Every day, the American Red Cross helps people facing emergencies of all sizes; when major storms like Hurricane Ian and Hurricane Nicole impact a large area of the U.S., they mobilize volunteers and supplies for preparedness and recovery operations; when a family is devastated by a home fire, they provide shelter, food and more. But before any of this can happen, their volunteers must get to where they’re needed. To do this, the Red Cross depends on a large fleet of community emergency vehicles — sedans, vans and trucks — that are vital to fulfilling their mission every day.

As part of an effort to assist disaster relief and beyond, Aerosmith has donated two Community Emergency Vehicles to the Red Cross of Central Florida. The two 2023 Chevrolet Silverado trucks are in production and will be delivered in the spring of 2023. In recognition of this generous support, the vehicles will feature the band’s signature Walk This Way logo.

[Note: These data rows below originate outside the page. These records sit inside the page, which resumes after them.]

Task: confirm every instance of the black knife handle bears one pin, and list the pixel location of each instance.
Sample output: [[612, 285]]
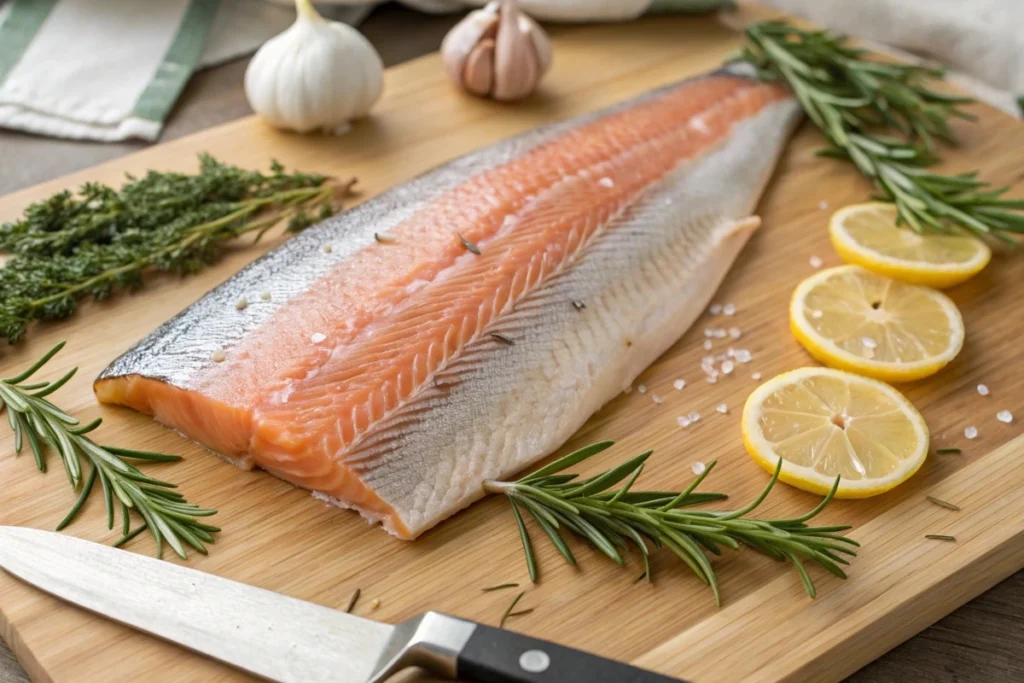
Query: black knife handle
[[497, 655]]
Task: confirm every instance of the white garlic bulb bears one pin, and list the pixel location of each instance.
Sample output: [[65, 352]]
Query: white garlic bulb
[[315, 75], [497, 52]]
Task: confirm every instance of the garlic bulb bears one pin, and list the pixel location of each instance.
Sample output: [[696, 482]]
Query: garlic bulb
[[497, 52], [315, 75]]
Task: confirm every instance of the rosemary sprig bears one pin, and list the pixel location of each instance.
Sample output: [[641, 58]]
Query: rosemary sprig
[[614, 519], [166, 514], [885, 119], [101, 240]]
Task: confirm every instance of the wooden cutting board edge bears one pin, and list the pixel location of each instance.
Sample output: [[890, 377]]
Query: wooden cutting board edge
[[949, 575]]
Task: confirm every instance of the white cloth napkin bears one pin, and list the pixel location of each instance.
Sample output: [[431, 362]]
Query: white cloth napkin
[[111, 70]]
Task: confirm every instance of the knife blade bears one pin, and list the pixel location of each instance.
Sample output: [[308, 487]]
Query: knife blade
[[283, 639]]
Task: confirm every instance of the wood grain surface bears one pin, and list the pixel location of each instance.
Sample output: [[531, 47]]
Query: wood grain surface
[[273, 534]]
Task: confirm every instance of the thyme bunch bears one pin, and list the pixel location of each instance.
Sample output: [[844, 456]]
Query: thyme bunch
[[614, 519], [887, 121], [103, 240], [165, 513]]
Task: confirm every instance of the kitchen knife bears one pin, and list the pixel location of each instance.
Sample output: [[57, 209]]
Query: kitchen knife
[[283, 639]]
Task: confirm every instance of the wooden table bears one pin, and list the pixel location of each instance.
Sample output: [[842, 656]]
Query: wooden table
[[983, 641]]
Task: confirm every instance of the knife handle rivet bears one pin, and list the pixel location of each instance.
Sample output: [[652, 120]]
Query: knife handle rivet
[[535, 662]]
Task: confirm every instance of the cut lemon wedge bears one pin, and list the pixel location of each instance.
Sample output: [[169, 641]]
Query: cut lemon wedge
[[866, 236], [823, 423], [854, 319]]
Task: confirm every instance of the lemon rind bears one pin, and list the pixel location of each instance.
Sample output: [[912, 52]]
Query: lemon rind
[[806, 478]]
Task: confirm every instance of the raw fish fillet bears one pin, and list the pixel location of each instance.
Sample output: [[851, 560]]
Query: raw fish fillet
[[394, 374]]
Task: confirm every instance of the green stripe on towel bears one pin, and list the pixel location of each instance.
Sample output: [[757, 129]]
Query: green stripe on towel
[[18, 29], [158, 98]]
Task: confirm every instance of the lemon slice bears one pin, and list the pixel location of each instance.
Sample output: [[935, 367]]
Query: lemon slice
[[854, 319], [866, 235], [825, 422]]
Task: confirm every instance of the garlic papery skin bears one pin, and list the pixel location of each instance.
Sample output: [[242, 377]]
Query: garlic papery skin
[[497, 52], [315, 75]]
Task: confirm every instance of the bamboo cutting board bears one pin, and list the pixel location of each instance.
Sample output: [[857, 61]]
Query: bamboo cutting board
[[281, 539]]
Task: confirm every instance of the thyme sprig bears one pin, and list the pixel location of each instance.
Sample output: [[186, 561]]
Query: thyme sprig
[[101, 240], [166, 514], [614, 519], [885, 119]]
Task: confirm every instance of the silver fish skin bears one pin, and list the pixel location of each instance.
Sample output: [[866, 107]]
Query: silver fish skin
[[519, 384]]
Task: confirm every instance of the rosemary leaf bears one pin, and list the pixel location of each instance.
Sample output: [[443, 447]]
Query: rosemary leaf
[[885, 119], [615, 519], [167, 515]]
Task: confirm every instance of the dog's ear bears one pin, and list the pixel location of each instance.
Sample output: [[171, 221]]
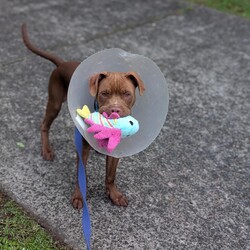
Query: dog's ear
[[136, 80], [94, 82]]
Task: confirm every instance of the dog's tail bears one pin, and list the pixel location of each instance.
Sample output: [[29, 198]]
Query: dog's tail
[[51, 57]]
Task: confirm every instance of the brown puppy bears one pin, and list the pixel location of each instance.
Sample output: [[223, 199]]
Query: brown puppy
[[113, 91]]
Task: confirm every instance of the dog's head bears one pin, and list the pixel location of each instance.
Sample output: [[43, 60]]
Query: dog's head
[[115, 91]]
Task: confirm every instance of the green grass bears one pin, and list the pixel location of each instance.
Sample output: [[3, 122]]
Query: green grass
[[236, 7], [19, 232]]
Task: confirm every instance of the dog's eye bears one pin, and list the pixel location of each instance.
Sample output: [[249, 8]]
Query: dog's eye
[[126, 94], [105, 93]]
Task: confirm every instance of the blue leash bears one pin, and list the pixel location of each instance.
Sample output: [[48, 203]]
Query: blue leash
[[86, 225]]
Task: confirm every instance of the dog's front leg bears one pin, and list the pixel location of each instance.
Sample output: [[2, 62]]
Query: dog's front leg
[[116, 197], [76, 199]]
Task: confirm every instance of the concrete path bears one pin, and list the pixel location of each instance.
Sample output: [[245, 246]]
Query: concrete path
[[190, 189]]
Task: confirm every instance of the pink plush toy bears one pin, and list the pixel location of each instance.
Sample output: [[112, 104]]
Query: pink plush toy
[[108, 130]]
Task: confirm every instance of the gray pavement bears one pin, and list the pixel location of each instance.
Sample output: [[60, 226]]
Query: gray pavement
[[190, 188]]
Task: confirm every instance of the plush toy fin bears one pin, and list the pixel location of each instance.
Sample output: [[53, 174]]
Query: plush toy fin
[[84, 112]]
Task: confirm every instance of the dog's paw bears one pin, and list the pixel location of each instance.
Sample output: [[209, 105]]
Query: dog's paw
[[76, 199], [116, 197]]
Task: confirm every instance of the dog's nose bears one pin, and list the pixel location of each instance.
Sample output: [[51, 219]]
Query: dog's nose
[[116, 110]]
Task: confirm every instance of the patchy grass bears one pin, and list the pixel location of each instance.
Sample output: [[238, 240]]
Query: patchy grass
[[236, 7], [18, 231]]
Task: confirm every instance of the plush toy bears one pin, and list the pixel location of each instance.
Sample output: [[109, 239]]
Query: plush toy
[[108, 130]]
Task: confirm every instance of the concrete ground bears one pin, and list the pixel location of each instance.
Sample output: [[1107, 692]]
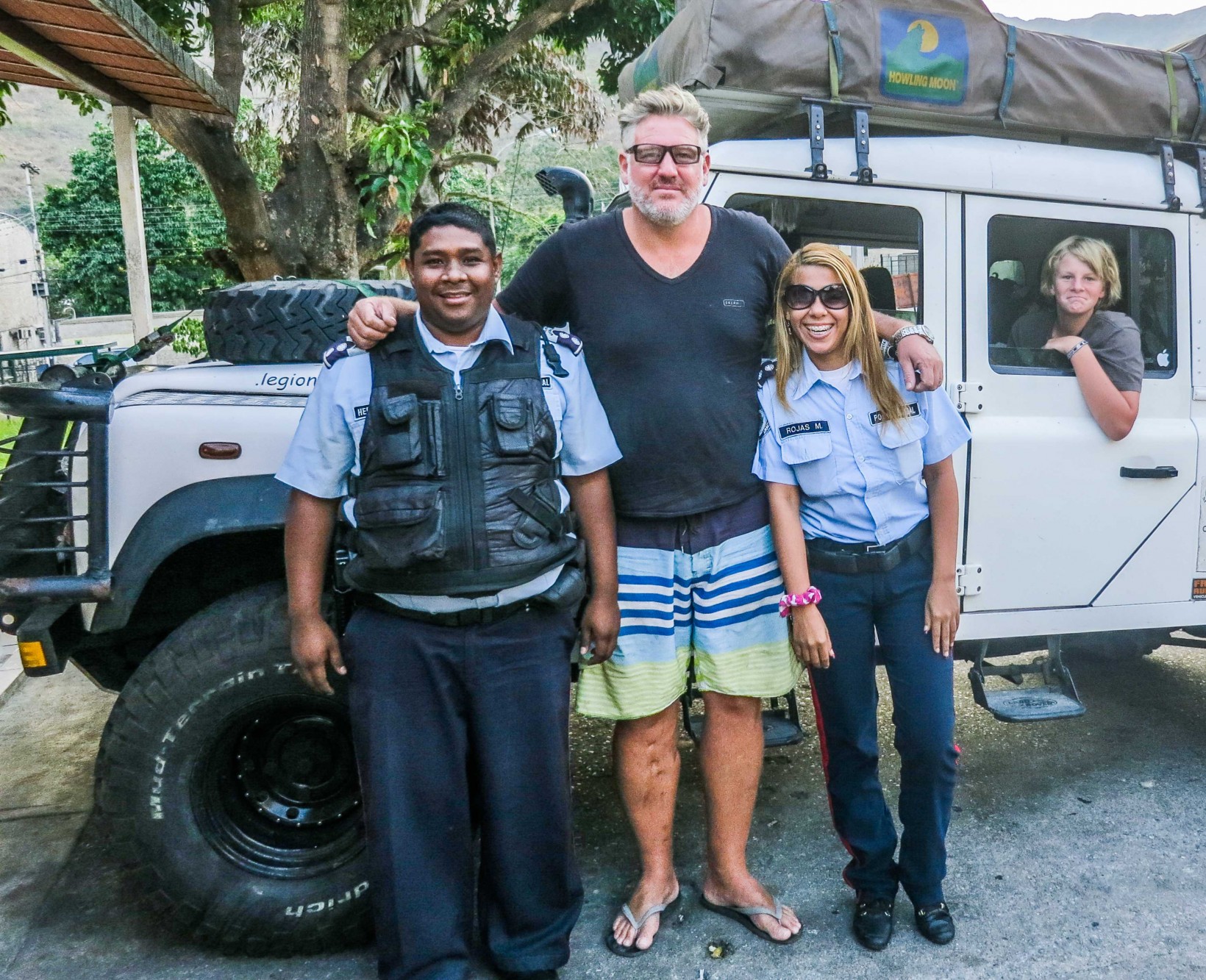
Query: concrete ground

“Aerosmith and I were devastated by the disastrous impact of Hurricane Ian. Too often we are seeing these disasters increase in frequency and intensity due to climate change, having a strong Red Cross is more critical than ever before,” said band member and resident of Sarasota, Florida, Joe Perry. “We’re proud to support the Red Cross and we know these vehicles will be an important tool helping people in need for years to come.”

“During a local disaster, Red Cross community emergency response vehicles are among the first on the scene, driven by compassionate volunteers who provide emergency relief and emotional support,” said Eric Corliss, Regional CEO, American Red Cross of Central Florida and the U.S. Virgin Islands. “Every day, the Red Cross is at work across Central Florida helping individuals and communities prepare for disasters and other emergencies. These two new vehicles will be essential to fulfilling that part of our mission.”

Over a month after Hurricane Ian devastated large areas of Florida and with the wake of Hurricane Nicole still being assessed, hundreds of people remain in shelters and thousands more are depending on the American Red Cross for support.

Dozens of Red Cross emergency vehicles are delivering hot meals to families in the hardest hit areas. Red Cross emergency shelters and aid stations remain open, and specially trained volunteers are meeting with residents to help plan their next steps.

“My family has a small place in the area that was hit hardest by Ian. We’ve been going there every year for almost thirty years. Our house was severely damaged and our hearts as well,” shared Tom Hamilton. “We know others were affected even more so I’m very grateful to be able to make a contribution towards helping people get their lives back to normal. We made it through Charlie, we’ll make it through this one!”

Since Ian first threatened Florida, more than 3,000 Red Crossers have supported relief efforts, and, with the help of our partners, provided more than 1.7 million meals and snacks, and some 404,000 relief items like cleaning supplies and comfort kits.